On this day he shows how close he is. Our first game was against two well-muscled black guys who checked us out and agreed reluctantly to a two-on-two. The action is fast and physical. I'm tiring now, letting Matt start the play while I set up low, leaning hard against my man and mostly, when I get the ball, looking for Matt cutting to the hoop. I find him with some workmanlike passes, and that's when our opponents start getting impressed. Matt darts into the contact, waits for the double, and dishes behind his ear to his stumbling father for the bunny. Or he takes the pressure, lifts it away with a fake or a spin and drops a soft banker through the tangle of hunting arms and hands. He doesn't high-five or holler, just goes back to the top of the key for the start of the next point. His man starts muttering "nice shot" or "nice pass" or just "damn." The game is close but we win, barely hanging on. My legs quit on me in the heat, and my man is up and over, time and again, but too late. Matt admonishes me for letting up, but is careful to do it gently. After all, he knew me when I was a wolf on the court.

"You guys gotta play together a lot," says Matt's man in the next game. Two white guys—big but can't play. Fifteen-six, history. No rematch.

Next game, three-on-three. Actually, it will be three games. This is the good one. Everybody can play, but Matt, the only kid, is the horse. He has a stretch when he can't be stopped. Bink, bink, bink. He's scoring over a guy 6'4" and flashing for the ball to do it again. When the streak runs dry and he clangs a few, he begins looking for the pass and finds me and our other teammate a few easy hoops. For the third game of the set, someone on the other team says, "Let's switch, we'll take the kid." We agree. Most of the time Matt's guarded by someone else, but several times I have to take him on the switch. I check him a couple of times, but he leaves me flat-footed or zooms around me, winning our segment of the battle.

Our work schedules keep us from playing together as much as we would like. Matt goes down to Gansevoort Street every day anyway, and his own game will develop or stall whether I'm there or not. The regulars know him, and he doesn't sit on the sidelines.

It's funny, being a young father to a strapping teenaged son. For a few years, with Matt so near his game and me just past mine, we shared something close to our best game.
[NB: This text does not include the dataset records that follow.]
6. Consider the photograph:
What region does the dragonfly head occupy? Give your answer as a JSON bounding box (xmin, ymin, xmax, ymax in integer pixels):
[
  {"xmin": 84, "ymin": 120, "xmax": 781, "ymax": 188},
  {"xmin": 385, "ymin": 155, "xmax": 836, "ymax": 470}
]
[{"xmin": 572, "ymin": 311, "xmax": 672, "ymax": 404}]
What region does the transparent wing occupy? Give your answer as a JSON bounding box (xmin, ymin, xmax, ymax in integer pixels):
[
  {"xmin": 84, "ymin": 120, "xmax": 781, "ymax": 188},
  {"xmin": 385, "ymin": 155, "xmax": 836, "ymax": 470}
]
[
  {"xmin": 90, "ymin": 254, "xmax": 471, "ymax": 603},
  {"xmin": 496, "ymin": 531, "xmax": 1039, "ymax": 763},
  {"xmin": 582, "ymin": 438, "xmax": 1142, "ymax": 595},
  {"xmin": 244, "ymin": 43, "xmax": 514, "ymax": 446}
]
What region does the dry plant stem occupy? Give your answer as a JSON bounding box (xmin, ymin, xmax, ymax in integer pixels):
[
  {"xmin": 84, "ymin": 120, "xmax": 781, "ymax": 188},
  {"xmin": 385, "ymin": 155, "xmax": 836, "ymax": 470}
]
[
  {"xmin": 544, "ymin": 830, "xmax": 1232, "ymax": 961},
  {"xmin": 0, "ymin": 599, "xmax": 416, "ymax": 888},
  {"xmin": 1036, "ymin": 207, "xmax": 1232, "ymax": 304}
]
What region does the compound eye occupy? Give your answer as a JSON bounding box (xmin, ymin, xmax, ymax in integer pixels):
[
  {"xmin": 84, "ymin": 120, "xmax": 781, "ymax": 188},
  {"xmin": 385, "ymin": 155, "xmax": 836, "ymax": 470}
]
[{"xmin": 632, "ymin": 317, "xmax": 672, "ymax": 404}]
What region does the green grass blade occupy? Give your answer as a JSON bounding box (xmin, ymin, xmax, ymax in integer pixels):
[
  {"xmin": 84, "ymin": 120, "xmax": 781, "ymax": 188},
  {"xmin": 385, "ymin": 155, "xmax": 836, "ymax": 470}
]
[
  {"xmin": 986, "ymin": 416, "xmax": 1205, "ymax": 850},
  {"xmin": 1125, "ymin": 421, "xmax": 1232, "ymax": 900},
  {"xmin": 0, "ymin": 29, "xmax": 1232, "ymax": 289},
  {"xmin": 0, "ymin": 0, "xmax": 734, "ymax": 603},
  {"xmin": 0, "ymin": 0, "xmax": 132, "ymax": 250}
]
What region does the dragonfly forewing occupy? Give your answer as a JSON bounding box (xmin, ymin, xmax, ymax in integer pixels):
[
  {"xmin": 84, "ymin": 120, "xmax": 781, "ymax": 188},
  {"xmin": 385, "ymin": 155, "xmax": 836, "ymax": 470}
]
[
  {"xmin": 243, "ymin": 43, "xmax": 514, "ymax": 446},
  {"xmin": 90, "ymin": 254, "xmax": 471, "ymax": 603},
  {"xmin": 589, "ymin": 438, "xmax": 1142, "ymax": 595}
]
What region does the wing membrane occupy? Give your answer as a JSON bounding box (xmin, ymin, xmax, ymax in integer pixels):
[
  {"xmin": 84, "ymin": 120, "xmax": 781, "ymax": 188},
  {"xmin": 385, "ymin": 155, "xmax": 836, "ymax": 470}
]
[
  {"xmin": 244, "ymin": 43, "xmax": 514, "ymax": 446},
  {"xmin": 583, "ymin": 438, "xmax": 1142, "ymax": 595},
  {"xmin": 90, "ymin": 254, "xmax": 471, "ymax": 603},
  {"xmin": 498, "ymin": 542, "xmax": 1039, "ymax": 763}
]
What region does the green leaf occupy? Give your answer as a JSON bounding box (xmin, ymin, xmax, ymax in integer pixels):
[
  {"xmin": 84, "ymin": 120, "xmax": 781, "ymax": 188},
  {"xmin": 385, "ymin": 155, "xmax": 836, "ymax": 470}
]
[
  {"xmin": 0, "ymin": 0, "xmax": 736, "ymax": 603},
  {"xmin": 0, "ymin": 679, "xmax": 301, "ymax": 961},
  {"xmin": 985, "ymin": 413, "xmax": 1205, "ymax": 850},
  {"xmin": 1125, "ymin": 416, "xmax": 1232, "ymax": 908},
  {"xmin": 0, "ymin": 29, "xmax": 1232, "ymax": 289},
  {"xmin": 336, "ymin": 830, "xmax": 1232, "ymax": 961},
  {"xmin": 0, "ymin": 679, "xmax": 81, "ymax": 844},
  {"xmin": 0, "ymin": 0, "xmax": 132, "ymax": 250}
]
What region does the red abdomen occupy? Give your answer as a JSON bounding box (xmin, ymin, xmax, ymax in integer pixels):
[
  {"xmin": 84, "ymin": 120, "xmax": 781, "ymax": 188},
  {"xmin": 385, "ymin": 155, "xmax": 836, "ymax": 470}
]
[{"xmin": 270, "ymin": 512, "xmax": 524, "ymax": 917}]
No longer. Now there's nothing on the court I can teach him.

I reach for his Coke, take another swig and say, "You see my block on that guy? Surprised the hell out of him!"

Matt laughs. "Oh, yeah, that was awesome, Dad." He pauses then, looking at me, his laugh now a conspiratorial smile. "No, really, Dad. It was a good block."

I reach behind me, grabbing for the fence post to help pull myself up. "What're you going to do this afternoon?" I ask.

Matt springs lightly to his feet. I'm sure he doesn't do it on purpose.

"I don't know, Dad. You've gotta go to work now? Maybe I'll go back to the court, for a while. I played lousy that last game. Couldn't throw it in the ocean. And I know I could take that guy!"

He smiles and turns, bouncing the ball around his back and through his legs, heading for the court. Then he stops, looks back at me as though he has remembered something, and raises his can of Coke.

"You want the rest of this? I've had enough."